Umut
Yüzündeki morlukları ve yaraları gördüğüm anda o kadar şey hissettim ki bir anda. Bunların kelimelere dökülüp tarif edilmesi biraz güç. En belirgini öfkeydi evet ama kime öfke.
Anneme mi? Diğerlerine mi? Kendime mi?
Kendimi de suçlu hissediyordum evet. Onu o evde bırakıp çıktığım, umursamadığım, bunun olacağını bile bile bunu engellemek için bir şey yapmadığım için kendime de öfkeliydim.
Ama en çok anneme öfkeliydim. Bunu kendine yapılmasına izin verdiği için . Yıllardır bana yapılanlara izin verdiği gibi bunu da kendine yapılmasına izin vermişti. Her şeyin doğrusunu bildiği halde kendini ikna etmelerine izin vermişti. İşte bu yüzden en çok o suçluydu. Hiçbir şey yapmadığı için suçluydu.
Yüzüne baktığım anda konuşulacak hiç bir şey olmadığını farkettim. Konuşacak durumda da değildim zaten. İlk aklıma gelen şey onu oradan götürmekti ve bende öyle yaptım.
Bilge'nin yolda bütün kendi içinde mantıklı olan tekliflerini red ederek arabadan inmeseydim iyiydi aslında ama o an mantıklı cümle ayrımına varabilecek durumda değildim pek. Onu da bu işin içine soktuğum için kendime ayrıca kızdım arabadan indikten sonra ama artık çok geçti.

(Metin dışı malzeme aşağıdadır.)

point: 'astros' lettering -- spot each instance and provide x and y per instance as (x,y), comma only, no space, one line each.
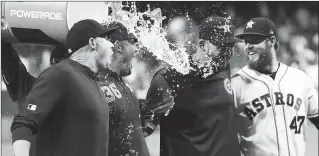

Eve geldiğimden beri kendimi sakinleştirmenin türlü türlü yollarını denesem de eninde sonunda aklıma dolan görüntüler annemin darmadağın edilmiş yüzü oluyordu. Annemi de beni de tabiki defalarca dövmüşlerdi bu ilk kez gördüğüm bir görüntü değildi ama bunu engelleyebilirdik. O evden o gece beraber çıkarak engelleyebilirdik bunu. Ama engelleyemedik. Bu yüzden çok canım yanmıştı.
Canımın yanması hala geçmediği içinde onu kapıdan girerken gördüğüm anda söylenmeye başladım.
" ya sen bunların olacağını göremeyecek kadar nasıl kör olabiliyorsun ya. Nasıl. Anlatsana biraz bu kadar mı kapalı senin algıların. Aklını mı yitirdin. Ne hale getirmişler ya seni. Kendi evinden kaçacak hale gelmişsin. Kendi evinden ya. Babamın sana bıraktığı evden kaçırmışlar seni. Sen kovamamışsın ama onlar kovmuşlar."
" umut beni evine getirmek zorunda değilsin ben bunun için aramadım seni."
" sen hala benim neyi yapıp neyi yapamayacağıma karışmasan mı ha anne. Ya bu işin böyle olacağı belli değil miydi anne. Daha o gece bana söylediğiniz gece. O heriflerin geldiği gece ben sana benimle gel demedim mi."
" Gelemezdim Umut. Bırakamazdım ben."
" İyi yapmışsın bırakmamakla. Bak ne güzel kırmışlar ağzını burnunu. O bırakamadığın annen kurtarmadı dimi seni. Bakmıştır öylece dayak yerken. Neden biliyor musun çöp kadar değerin yok çünkü onların gözünde. Sen o çöp kadar değer görmediğin insanları bana tercih ettin işte."
" ben seni kimseye tercih falan etmedim"
" bana masal anlatma anne. Neler yaşadım, neler yaşadık sende biliyorsun bende biliyorum."
"iyi susalım o halde"
" susalım çok iyi fikir susalım. Sen ve muhteşem fikirlerin. Hep bir çözümün olmuştur zaten. Ne yapalım Umut. Onlar bizim büyüğümüz Umut. Laflarına dikkat et sende Umut. Düzgün konuş Umut. Hareketlerine dikkat et Umut. Şimdi de sus Umut. Tamam susun bakalım Umut." Bu konuşmanın bir yere varmayacağını farketmiştim. Belki de gerçekten susmak çok iyi bir fikirdi. Zaten bu saatte de gereğinden fazla gürültü yapmıştık.
Annemle yaptığım tartışmanın sinirini ona bakarak üzerimden atmam pek kolay değildi takdir edersiniz ki. Aynı evin içinde gecenin bir yarısı bunu yaşamayı beklemiyordum ama yaşanacağını da biliyordum diğer taraftan. Birden oturduğum yerden kalkıp ağlayan annemi salonda bırakarak odama geçtim. Bilge uyumamış beni bekliyordu haliyle. Ayakta odanın içinde gezindiği sırada kapının açılması ile ürküp bana döndü.